The move comes two years after the former high-flying office-sharing company went into a spectacular tailspin that led to the cancelling of a planned public share offering and a bailout by Japanese investment firm SoftBank.

But with changed leadership, WeWork said its “flexible space” model positions the company for the needs of the post-pandemic working world after exiting underperforming locations and cutting thousands of jobs compared with its earlier incarnation.

WeWork said it aims for the deal to be closed by the third quarter, according to a securities filing. “SoftBank has always seen the potential in WeWork’s core business to disrupt the commercial real estate industry and reimagine the workplace. Today, we take another step towards making that vision a reality,” said Marcelo Claure, the SoftBank CEO and executive chairman of WeWork.

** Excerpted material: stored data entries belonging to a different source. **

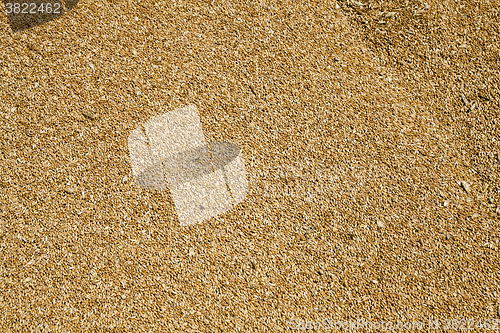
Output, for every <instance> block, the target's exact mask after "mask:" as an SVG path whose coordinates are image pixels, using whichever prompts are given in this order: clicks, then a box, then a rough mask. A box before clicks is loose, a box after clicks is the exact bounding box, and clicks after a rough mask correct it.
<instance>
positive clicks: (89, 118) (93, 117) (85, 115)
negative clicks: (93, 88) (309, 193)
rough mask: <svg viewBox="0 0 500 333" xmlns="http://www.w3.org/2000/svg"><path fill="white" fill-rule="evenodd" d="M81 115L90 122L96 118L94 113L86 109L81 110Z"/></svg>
mask: <svg viewBox="0 0 500 333" xmlns="http://www.w3.org/2000/svg"><path fill="white" fill-rule="evenodd" d="M82 114H83V115H84V116H85V117H87V118H89V119H91V120H95V119H96V118H97V115H96V114H95V112H94V111H92V110H91V109H88V108H85V109H83V111H82Z"/></svg>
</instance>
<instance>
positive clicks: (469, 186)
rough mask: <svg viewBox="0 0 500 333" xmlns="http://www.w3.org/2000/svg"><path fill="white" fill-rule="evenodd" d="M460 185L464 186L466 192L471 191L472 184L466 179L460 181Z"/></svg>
mask: <svg viewBox="0 0 500 333" xmlns="http://www.w3.org/2000/svg"><path fill="white" fill-rule="evenodd" d="M460 186H462V188H463V189H464V191H465V192H467V193H470V185H469V183H467V182H466V181H465V180H462V181H461V182H460Z"/></svg>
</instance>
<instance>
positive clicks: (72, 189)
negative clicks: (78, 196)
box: [64, 186, 75, 194]
mask: <svg viewBox="0 0 500 333" xmlns="http://www.w3.org/2000/svg"><path fill="white" fill-rule="evenodd" d="M64 192H66V193H68V194H73V193H75V189H74V188H72V187H71V186H66V187H64Z"/></svg>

“The pandemic has fundamentally changed the way we work, and WeWork is incredibly well positioned to springboard into a future propelled by digital technology and a new appreciation of the value of flexible workspace.”

The transaction with BowX Acquisition Corp. is the latest instance in which a prominent company eschews a traditional initial public offering in favour of combining with an entity like BowX that has been specifically established by investors for such a merger. The move of merging with a so-called “special purpose acquisition company” or SPAC, follows a recent trend that streamlines the process of a public listing.

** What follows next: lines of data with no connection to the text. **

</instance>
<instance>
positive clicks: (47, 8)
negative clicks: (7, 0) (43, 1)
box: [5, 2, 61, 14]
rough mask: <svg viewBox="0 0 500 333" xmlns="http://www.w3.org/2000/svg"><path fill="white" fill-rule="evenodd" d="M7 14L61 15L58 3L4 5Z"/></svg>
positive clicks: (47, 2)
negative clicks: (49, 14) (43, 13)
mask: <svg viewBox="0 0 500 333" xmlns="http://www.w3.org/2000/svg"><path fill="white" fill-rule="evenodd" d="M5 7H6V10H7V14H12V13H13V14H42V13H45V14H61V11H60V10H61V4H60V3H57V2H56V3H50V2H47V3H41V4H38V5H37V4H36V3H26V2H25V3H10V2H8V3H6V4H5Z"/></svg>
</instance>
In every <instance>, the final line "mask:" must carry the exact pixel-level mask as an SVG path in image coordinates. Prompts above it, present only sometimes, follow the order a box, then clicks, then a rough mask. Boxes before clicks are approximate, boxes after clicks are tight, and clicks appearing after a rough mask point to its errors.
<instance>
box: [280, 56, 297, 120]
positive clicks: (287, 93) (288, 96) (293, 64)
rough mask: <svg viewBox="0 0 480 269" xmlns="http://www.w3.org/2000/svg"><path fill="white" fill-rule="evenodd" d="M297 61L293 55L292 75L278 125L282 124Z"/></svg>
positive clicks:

WeWork was given an enterprise value of $9 billion in the transaction.

Once a dazzling “unicorn” valued at $47 billion, WeWork began to unravel as the firm lost cash and cancelled a planned 2019 share offering, with the ex-CEO pushed out — albeit with a generous package.

The transaction will be funded with BowX’s $483 million of cash and $800 million from other investors led by Insight Partners, Starwood Capital Group, Fidelity Management & Research Company, Centaurus Capital and BlackRock.

“The commercial real estate industry has experienced a seismic shift and the future of work is now being redefined in real time,” said Barry Sternlicht, chief executive of Starwood Capital Group. “WeWork is the leader in flexible space, with a globally recognized brand.”

Friday’s transaction marks a partial comeback after an earlier company shakeup as WeWork’s aggressive growth/expansion strategy came under scrutiny and former chief executive Adam Neumann was ousted in September 2019 amid allegations of self-dealing and drug and alcohol use. In February, SoftBank announced a settlement of a suit with Neumann and other investors in the office sharing giant after the Japanese firm backed out of a $3 billion rescue plan.

WeWork’s announcement Friday depicted itself as a “transformed” company after cutting headcount by 67 percent from its peak, exiting 106 “underperforming” locations and revamping other leases to save $4 billion in future payments.

The company said only 10 percent of its members have month-to-month commitments.

But WeWork suffered a loss of $3.2 billion in 2020, according to securities filings Friday.

Shares of BowX jumped 12.5 percent to $10.95 in early trading.